I return to the technology point about booking systems raised by the noble Lord, Lord Hunt. Take-up may be low at the moment—I think that 6.5% of bookings are done online—but I have no doubt that it will grow. If you look at the number of people now ordering basic food from supermarkets online, that is the direction of travel and it will speed up as time goes by.
The noble Lord raised the issue of reducing pressure on A&Es. In January, there was an increase of 10% in A&E attendances on the previous year. This is putting huge pressure on hospitals because if the front end of the hospital is being flooded, it makes it increasingly difficult for it to meet its waiting times on elective surgery, for example. Delivering more care to people outside hospital will not only lower the cost but provide better care because going into A&E with a fairly minor problem is not a great way of delivering care.
The noble Earl raised an issue about blood tests. Examples of improved access to diagnostic tests can be seen in both the vanguard sites which NHS England is developing. They are part of the new models of care programme and access fund schemes. For example, a vanguard in Birmingham offers consultant-led outpatient clinics and diagnostic facilities, such as X-rays. We often talk about integrating social care with healthcare, but integrating healthcare is also not a bad way to go. We have talked in the past about collocating GPs in A&Es or just outside them, but there are also many specialist outpatient clinics that can be delivered in primary care settings, so long as the facilities are there. We hope that the £1 billion infrastructure fund that we have announced will deliver better facilities closer to where people live.

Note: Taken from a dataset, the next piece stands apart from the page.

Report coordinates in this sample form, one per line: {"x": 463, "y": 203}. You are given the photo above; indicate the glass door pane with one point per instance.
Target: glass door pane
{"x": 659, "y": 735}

We have a lot to be proud of but we are inclined to dwell on areas where we are failing and forget sometimes where we are achieving great success. The workforce is a serious issue. We are committed to finding 10,000 new GPs or GP equivalents in general practice by 2020 and we have increased the number of training places by 3,500 from this year and going forwards. To be honest, there is a risk around whether we will be able to get that number of people into general practice. However, without that kind of workforce commitment it will be difficult to deliver our ambitions.
So, it is a combination of technology, workforce and infrastructure. The five-year forward view is behind the thrust of the comments made by noble Lords and, if I am still here in 2021, I hope that I will be able to say that we have spread the best practice that exists in large parts of the country on a much wider basis. However, I am afraid that we will not have eliminated all variation.